Certo, la vita offre un flusso costante di situazioni che non avremmo mai scelto consapevolmente per noi stessi. Ma sotto quella corrente scorre una corrente profonda di benedizioni che possono essere facilmente date per scontato. Essere grati è non prendere niente per scontato. E’ puntare i riflettori su tutto ciò che è buono, amplificandone la presenza, il tutto mettendo i “problemi” in prospettiva, con il coraggio necessario per rispondere a tutte le provocazioni in modo più costruttivo, meno risentito; più gentile, meno malvolentieri.

La verità è che la gratitudine non ha nulla a che fare con la fortuna. Riuscire ad essere grati nella vostra vita quotidiana richiede niente di più che riconoscere che la vita stessa è un dono, che ha una data di scadenza, e che ogni giorno, dal più piacevole per il più angosciato, ci sta facendo vivere quella vita. Quindi, mentre leggete questo ora, prendetevi un momento per essere grati anche per le cose più piccole, più ordinarie, quelle che solitamente non notate nemmeno che esistono, perché un giorno vi guarderete indietro e scoprirete che erano grandi cose in realtà.

Naturalmente, vivere in uno stato permanente di gratitudine è un compito difficile per chiunque.

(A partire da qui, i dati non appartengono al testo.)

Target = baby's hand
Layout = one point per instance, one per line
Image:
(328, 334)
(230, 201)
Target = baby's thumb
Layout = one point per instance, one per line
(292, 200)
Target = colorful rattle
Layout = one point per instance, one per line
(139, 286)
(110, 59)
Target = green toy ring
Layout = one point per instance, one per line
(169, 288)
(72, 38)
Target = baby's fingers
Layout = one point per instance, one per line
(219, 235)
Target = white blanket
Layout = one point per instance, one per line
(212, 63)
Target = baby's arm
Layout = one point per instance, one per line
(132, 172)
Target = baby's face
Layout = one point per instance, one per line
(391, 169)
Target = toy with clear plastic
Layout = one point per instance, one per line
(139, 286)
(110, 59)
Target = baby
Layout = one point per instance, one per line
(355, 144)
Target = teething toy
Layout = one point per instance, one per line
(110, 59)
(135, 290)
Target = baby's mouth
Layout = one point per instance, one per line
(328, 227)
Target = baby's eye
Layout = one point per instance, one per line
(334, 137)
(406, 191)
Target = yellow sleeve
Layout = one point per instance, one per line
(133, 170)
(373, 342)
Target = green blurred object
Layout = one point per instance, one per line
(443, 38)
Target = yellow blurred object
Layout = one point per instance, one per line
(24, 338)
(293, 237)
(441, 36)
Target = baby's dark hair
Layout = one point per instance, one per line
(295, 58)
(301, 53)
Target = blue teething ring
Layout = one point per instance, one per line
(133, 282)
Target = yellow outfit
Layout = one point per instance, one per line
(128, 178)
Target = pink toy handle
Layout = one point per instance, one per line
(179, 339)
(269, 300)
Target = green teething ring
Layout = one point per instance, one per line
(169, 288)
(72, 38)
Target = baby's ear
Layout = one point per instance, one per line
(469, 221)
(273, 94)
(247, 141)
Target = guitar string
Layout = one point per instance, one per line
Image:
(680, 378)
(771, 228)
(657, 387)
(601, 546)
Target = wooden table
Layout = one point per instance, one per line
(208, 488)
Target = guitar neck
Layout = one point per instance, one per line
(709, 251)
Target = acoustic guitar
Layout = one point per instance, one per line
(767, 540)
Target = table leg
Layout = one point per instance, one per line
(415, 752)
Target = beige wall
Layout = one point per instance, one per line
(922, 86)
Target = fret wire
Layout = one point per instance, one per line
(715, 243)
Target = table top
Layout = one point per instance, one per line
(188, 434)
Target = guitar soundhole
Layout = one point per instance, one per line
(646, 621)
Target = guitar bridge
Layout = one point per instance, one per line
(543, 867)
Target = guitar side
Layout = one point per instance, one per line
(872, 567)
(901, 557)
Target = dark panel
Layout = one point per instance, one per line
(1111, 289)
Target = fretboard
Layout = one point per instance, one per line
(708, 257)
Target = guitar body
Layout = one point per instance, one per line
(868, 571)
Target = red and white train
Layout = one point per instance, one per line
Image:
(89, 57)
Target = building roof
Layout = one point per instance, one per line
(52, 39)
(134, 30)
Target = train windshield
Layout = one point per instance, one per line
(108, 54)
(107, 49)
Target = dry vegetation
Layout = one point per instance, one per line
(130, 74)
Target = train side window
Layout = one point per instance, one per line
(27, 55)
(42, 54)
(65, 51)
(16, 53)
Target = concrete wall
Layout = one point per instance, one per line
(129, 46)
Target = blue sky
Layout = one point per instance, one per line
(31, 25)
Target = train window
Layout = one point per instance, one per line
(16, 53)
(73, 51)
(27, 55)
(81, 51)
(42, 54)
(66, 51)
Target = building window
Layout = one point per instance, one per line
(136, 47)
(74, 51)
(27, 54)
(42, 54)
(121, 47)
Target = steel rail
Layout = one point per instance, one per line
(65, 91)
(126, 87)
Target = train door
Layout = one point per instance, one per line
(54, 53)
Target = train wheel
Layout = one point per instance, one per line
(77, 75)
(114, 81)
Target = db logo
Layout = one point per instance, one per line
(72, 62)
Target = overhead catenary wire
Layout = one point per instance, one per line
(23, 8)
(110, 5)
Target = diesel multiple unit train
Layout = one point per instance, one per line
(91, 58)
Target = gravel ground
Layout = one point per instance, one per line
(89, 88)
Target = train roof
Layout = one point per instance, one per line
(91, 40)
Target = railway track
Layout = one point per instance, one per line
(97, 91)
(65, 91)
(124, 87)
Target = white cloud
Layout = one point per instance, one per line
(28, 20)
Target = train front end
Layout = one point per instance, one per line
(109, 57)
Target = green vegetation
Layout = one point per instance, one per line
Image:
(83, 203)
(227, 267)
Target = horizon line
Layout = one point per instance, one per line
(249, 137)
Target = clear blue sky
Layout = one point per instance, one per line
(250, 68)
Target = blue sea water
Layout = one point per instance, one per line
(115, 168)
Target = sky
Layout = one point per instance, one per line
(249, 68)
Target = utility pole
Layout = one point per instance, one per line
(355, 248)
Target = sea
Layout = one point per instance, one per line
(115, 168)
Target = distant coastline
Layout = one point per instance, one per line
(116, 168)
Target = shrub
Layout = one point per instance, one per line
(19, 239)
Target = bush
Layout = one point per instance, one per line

Come esseri umani, siamo tutti pronti a cedere alla tentazione di sconforto. Siamo sempre pronti a iniziare a lamentarci e concentrarci su ciò che è sbagliato invece che su ciò che è giusto. Vivere essendo grati comporta un esercizio continuo di accettazione di noi stessi come essere imperfetti.

Lo so molti di noi non sono mai grati per nulla. Ed è proprio per voi che sto scrivendo: Invece di rimproverarci perché prendiamo le cose di tanto in tanto per scontato (i nostri figli, la nostra casa, la nostra libertà, i nostri amici, i nostri genitori), impariamo a perdonarci per essere umani. Fate un respiro profondo, lungo e grato. E poi ringraziate quelli a cui non dite mai grazie, anche solo di esistere.

Dopo tutto, essere grati senza dirlo è come preparare una magnifica festa del Ringraziamento senza invitare nessuno.

La gratitudine è un antidoto alle difficoltà della vita e una lente di ingrandimento delle  benedizioni. Dovremmo essere grati non solo il giorno del Ringraziamento, o solo quando la vita è facile. Dovremmo esserlo sempre.